Apple fans enjoy the sense of community that the release of a new iPhone fortuitously builds just as sports fans do in the week before a grand final. Of course, there are those of us who disdain crowds and can’t see why anyone would not just stay at home. These days, the thought of queuing for anything is anathema to me but I do recall the long-ago thrill of a cold and sleepless night in Canberra waiting for tickets for punk band Dead Kennedys. Honestly, the best memory I have of this gig comes to me not from the woeful sound system which made the words to California Uber Alles sound like the Mentos jingle but from the experience of sitting in studied teenage silence with other fans. Here, the exchange of money and the product itself were secondary to the primary rush of recognising in each other a temporary sense of fellowship.

It doesn’t matter if it’s doughnuts or computers or critics of Reaganomics. When you’re hanging around waiting for something, you’re in a place that is momentarily free of capital and flooded with community. We attend these things to now enact an instant of what some optimistic sociologists have called the “third place” or to do as Orwell advised and just enjoy a democratic moment of mutual understanding.

Now, I’m not much one for the moderate politics of Orwell or Third Way theorists like Robert Putnam. But I know a peaceful public gathering when I see one, and often the cost of attendance at such a genuinely democratic event is overshadowed by the benefit. Krispy Kreme will close; my local did. But the memory of a pleasant afternoon disbursed more in the spirit of togetherness than it is in servitude to capital — which is always around us in any case — remains open for business.

I remember my parents, also in Canberra, made the painful trek to the Rembrandt exhibition at the National Gallery of Australia. Of course, this is not an act that would ever be deemed as “sad” — except, of course, by keen critics who knew that this flimsy show contained far less Rembrandt than it did hype.
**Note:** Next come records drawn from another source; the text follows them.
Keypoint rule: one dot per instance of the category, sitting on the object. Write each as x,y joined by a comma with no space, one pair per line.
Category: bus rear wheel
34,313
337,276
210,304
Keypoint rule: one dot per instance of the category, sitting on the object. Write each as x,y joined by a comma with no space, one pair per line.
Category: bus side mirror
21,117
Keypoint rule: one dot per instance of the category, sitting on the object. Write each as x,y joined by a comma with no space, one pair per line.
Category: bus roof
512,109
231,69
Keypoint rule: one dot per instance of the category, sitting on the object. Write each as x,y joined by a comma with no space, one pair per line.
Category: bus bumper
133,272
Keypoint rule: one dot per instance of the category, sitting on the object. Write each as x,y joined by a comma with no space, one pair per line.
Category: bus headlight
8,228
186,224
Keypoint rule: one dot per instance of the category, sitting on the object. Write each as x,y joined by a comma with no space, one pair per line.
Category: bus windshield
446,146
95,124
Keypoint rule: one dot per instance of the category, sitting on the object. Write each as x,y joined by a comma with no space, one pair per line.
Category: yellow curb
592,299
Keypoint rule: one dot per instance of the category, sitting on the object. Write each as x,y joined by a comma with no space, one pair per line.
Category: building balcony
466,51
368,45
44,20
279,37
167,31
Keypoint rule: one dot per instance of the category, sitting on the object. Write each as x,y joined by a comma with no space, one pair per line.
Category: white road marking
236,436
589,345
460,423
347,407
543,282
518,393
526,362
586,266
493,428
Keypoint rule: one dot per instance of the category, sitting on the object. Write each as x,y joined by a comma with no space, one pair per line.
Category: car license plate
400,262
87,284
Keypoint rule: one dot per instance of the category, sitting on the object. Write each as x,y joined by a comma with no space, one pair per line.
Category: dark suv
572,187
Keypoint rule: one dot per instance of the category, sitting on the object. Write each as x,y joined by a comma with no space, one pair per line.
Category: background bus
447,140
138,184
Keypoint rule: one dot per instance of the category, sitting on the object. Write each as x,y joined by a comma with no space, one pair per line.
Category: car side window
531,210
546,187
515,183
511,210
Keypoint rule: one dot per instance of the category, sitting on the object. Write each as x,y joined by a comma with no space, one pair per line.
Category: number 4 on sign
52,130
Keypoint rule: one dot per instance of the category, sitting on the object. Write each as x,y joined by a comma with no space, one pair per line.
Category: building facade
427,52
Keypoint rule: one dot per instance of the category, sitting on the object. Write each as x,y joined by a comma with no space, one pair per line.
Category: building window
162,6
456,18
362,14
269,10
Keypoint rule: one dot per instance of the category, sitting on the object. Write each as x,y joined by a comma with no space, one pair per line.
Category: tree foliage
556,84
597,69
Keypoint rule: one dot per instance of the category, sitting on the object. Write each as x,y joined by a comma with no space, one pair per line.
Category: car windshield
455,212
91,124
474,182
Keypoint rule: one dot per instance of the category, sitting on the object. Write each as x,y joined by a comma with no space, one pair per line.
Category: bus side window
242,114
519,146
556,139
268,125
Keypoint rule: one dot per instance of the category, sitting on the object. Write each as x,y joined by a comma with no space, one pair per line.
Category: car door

They queued in the appalling and stark lobby of the NGA with thousands of others and the pleasant memories they took from it had far less to do with the under-represented Rembrandt than they did with the sense that here they were in a city full of people who bothered to leave the house and say hello to each other.
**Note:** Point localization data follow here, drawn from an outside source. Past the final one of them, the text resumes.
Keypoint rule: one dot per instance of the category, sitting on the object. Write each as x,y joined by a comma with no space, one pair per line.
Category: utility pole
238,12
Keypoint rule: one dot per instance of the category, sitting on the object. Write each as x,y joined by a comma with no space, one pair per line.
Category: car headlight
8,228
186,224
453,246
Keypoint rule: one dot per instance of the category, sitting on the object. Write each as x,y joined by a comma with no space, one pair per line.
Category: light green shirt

Rembrandt is a cult name just as much as Apple or Krispy Kreme and the fact that he and his “essential” genius was as lacking from the blockbuster show as US-style glaze is from local doughnuts just doesn’t matter.

It is true that the consumption of doughnuts, just like the consumption of art, is a social class filter. These are empty calories that nourish our minds and our bodies less than they nourish our sense of identity. This is one of the dreadful things about ourselves and our world: our aesthetic preferences largely exist to make a statement.

But, sometimes, while we are waiting to make that statement — whether it is in a queue at the poorly designed NGA or a Perth car park or an Apple Store — we take a step outside of the markets that have been built to contain us and actually look at each other. And in those moments, we can apprehend each other not just as consumers or people with a particular kind of taste but as other selves who are not made by the market but made by the social.